How much did HR know?

Union members in Mexico say HR ignored concerns about cartel connections before deaths of 9 kidnapped miners

How much did HR know?

A Vancouver-based mining company is under fire after workers at its Mexican gold operation say their warnings about alleged links between local managers and organized crime went unanswered.

Nine of 10 workers for Vizsla Silver Corp. were found dead after being kidnapped in January 2026 from a mining project.

Workers at Orla Mining’s Camino Rojo gold mine in Zacatecas say calls to the company’s own ethics hotline about alleged cartel interference in a union fight were effectively ignored, according to a CBC News investigation.

Several employees at the Canadian‑owned mine say they phoned Orla Mining’s workplace ethics hotline between July and December 2024 to report that local management was “working with a prominent organized crime group to force out the existing union,” according to two former members of the Mineros Union.

“We informed [Orla Mining's HR department] of everything that was happening, how [management] had made a deal with the narcotraffickers, and they never did anything,” the first former union member told CBC News.

“The truth is, there was never any type of response,” the second union member said.

CBC News said it is not naming the pair, who say they were driven from their homes by death threats linked to the union struggle.

No ‘substantive followup’ from HR

Some workers received case numbers tied to their complaints, they said, but none of them saw “any substantive follow-up” from the human resources team that oversees the hotline, according to CBC News.

The Mineros Union — formally the National Union of Workers for Mining, Metalworking and Similar — had held the collective agreement at Camino Rojo from 2021 until a bitterly contested union vote in November 2024.

Orla Mining did not respond to detailed questions from CBC News for the story. In a statement earlier this week, the company said it was “engaging in dialogue with the governments of Mexico and the United States” and implementing “additional measures” in response to recent labour findings, CBC News reports.

For Aaron Zaltzman, employment lawyer with Toronto firm Whitten and Lublin, the question of what employers are responsible for when sending employees to risky locations is simple: “All of it," he tells Canadian HR Reporter.

Labour panel cites intimidation tactics

The Camino Rojo mine lies about 600 kilometres north of Mexico City, in the semi‑desert municipality of Mazapil, in the state of Zacatecas. Orla Mining, headquartered in Vancouver, owns the site and has also recently taken over the Musselwhite gold mine in northwestern Ontario, according to CBC News.

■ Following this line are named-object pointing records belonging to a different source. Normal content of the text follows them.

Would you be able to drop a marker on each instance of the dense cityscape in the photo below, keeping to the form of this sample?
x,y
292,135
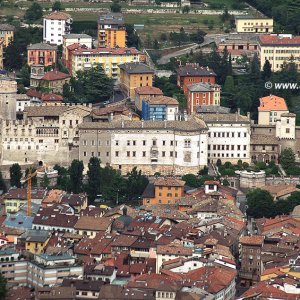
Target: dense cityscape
x,y
149,150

In February, a three‑member rapid‑response labour panel created under the Canada‑U.S.‑Mexico Agreement (CUSMA) concluded that workers at Camino Rojo suffered a “severe” denial of labour rights.

The panel found management engaged in “employer interference” and was “acquiescent to the acts of pressure and intimidation” used to steer workers toward a rival union, the National Union of Exploration, Exploitation and Processing Mine Workers (Beneficio de Minas), CBC News reports.

A U.S. government labour review found that the Operativa Flechas member — nicknamed “el Paul” and “el Mocho” — appeared at Mineros Union meetings with armed men and delivered death threats to union supporters, CBC News reports. One U.S. filing included a photo of “el Paul” in the front of a vehicle bearing an Orla Mining logo on its door.

Political scrutiny of Mexican mines

The case has now reached the highest political levels in Mexico. This week, Mexican President Claudia Sheinbaum said her security cabinet is examining allegations that a faction of the Sinaloa cartel — which Canada lists as a terrorist organization — “strong-armed Camino Rojo workers so they would vote for management’s preferred union,” according to CBC News.

Orla Mining disclosed in an August 2025 second‑quarter filing with the U.S. Securities and Exchange Commission that it was “reviewing potential criminal activity at the [Camino Rojo] mine.” In that filing, the company said it had notified the RCMP, as well as Mexican and U.S. authorities, CBC News reports. The RCMP did not respond to a request for comment from CBC News.

In a statement to CBC News on Tuesday, Orla Mining said the review is still underway and that the company is “enhancing the mine’s security measures in collaboration with authorities.”